Microbial forensics involves analyzing biological evidence to evaluate weaponized microorganisms or their toxins. This study aimed to detect and type Yersinia pestis from four simulated forensic samples-human plasma diluted in phosphate-buffered saline (#24-2), tomato juice (#24-5), grape juice (#24-8), and a surgical mask (#24-10). Notably, samples #24-10 may have contained live bacteria other than Y. pestis. A real-time polymerase chain reaction confirmed the presence of Y. pestis in all samples; however, whole-genome sequencing (WGS) coverage of the Y. pestis chromosome ranged from 0.46% to 97.1%, largely due to host DNA interference and low abundance.
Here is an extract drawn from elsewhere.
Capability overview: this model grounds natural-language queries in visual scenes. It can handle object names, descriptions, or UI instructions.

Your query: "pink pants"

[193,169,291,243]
To address these limitations and enable strain-level identification, we designed a hybridization-based target enrichment approach focused on multilocus variable number tandem repeat analysis (MLVA). Next-generation sequencing (NGS) using whole-genome amplification revealed that the accuracy of the 25 MLVA profiles of Y. pestis for samples #24-2, #24-5, #24-8, and #24-10 was 4%, 100%, 52%, and 0%, respectively. However, all samples showed 100% accuracy with target-enriched NGS, confirming they all belong to the same strain. These findings demonstrate that a targeted enrichment strategy for MLVA loci can overcome common obstacles in microbial forensics, particularly when working with trace or degraded samples where conventional WGS proves challenging.